Can the solutions to many of the problems we are facing today including traffic management really lie in innovative projects from students? Well, the students of BMS College of Engineering on Wednesday displayed about a 100 of their live projects, many of which directly concern everyday problems challenging the society.

One of the projects was a driver assistance system that promises to help prevent traffic accidents. The device which is to be installed in cars, can detect obstacles on the way and send across a warning to the passengers accordingly.

“This device sends a signal to you when you are entering areas that have schools and colleges, so you will be able to mind your speed limit,” said Divyashree NV, one of the students who developed the project. It also detects day and night and switches on headlights accordingly.

Another system developed by the students was a cheap version of voice activated controls to help control everyday utilities like the electrical lights we use at home.

“We developed a software that can essentially help us install this system within `2,000. You just have to say ‘light’ and the lights will be activated,” explained Apoorva LV. All projects were not models but live projects developed by the students of the final year. One of the few projects that was funded, was funded by the Karnataka State Council for Science and Technology which aimed to help those with amputated limbs, move without pain.

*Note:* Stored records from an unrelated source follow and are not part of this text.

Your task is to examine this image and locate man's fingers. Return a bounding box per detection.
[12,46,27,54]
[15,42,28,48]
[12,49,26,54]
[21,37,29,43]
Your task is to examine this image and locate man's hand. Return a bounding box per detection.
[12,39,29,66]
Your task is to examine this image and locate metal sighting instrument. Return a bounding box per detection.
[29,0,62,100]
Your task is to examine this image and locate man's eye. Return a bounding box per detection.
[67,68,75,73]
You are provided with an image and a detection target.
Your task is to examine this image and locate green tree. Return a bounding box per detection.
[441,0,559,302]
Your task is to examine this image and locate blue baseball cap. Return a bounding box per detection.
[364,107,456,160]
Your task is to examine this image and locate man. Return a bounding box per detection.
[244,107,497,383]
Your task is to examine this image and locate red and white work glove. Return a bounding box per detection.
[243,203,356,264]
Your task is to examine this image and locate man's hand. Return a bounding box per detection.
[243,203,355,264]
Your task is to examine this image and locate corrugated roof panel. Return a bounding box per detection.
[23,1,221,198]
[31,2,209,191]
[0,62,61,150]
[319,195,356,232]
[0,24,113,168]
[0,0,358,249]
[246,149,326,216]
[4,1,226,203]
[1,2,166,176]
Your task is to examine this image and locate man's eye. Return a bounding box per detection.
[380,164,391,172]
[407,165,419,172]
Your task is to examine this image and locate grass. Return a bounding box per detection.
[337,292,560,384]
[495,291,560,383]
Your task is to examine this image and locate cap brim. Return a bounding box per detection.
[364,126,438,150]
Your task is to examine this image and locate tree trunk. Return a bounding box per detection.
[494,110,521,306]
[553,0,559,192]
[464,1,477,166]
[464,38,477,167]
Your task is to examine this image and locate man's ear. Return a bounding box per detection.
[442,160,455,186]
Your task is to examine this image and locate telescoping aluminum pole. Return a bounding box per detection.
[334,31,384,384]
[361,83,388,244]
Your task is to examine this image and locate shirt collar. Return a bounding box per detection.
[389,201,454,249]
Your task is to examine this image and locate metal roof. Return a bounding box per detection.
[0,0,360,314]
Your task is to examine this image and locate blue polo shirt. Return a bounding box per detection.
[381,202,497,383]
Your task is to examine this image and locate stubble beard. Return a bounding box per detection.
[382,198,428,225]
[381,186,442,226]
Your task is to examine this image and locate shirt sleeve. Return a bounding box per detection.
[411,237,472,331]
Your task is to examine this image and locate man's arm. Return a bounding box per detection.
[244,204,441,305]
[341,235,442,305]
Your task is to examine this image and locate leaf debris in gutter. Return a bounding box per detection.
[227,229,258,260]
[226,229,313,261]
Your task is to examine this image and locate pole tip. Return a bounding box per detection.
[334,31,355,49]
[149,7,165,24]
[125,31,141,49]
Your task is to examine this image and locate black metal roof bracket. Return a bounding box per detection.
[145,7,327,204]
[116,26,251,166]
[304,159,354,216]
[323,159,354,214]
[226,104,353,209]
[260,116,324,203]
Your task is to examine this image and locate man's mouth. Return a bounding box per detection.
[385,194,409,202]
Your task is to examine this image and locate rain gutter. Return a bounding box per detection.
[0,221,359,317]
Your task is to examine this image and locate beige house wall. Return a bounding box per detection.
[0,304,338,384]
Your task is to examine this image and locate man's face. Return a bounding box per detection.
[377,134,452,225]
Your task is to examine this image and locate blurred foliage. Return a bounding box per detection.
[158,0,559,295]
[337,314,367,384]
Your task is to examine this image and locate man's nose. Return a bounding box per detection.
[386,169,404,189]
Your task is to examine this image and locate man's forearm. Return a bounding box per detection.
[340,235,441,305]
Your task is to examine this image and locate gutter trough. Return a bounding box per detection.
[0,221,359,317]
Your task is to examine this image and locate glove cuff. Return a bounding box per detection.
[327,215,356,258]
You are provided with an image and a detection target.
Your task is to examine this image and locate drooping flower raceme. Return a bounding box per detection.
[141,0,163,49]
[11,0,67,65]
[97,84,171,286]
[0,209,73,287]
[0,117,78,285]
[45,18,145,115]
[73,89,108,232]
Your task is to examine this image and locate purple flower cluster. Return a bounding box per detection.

The project is only applicable to those who have one functioning leg because it takes cues from the functioning leg and moves the amputated limb accordingly.  “It’s a gait prediction system wherein we have given the function of a knee to the amputated limb. So if you move your healthy leg, immediately the artificial limb will take its cues and bend the knee accordingly. It saves you from a lot of pain,” added Sneha Das.

And there was even something for star gazers, as a couple of students along with help from ISRO, developed a system that can detect space objects (satellites launched from Earth) at any given time using relatively easy-to-use software. The future of science does seem to lie in the hands and minds of the young!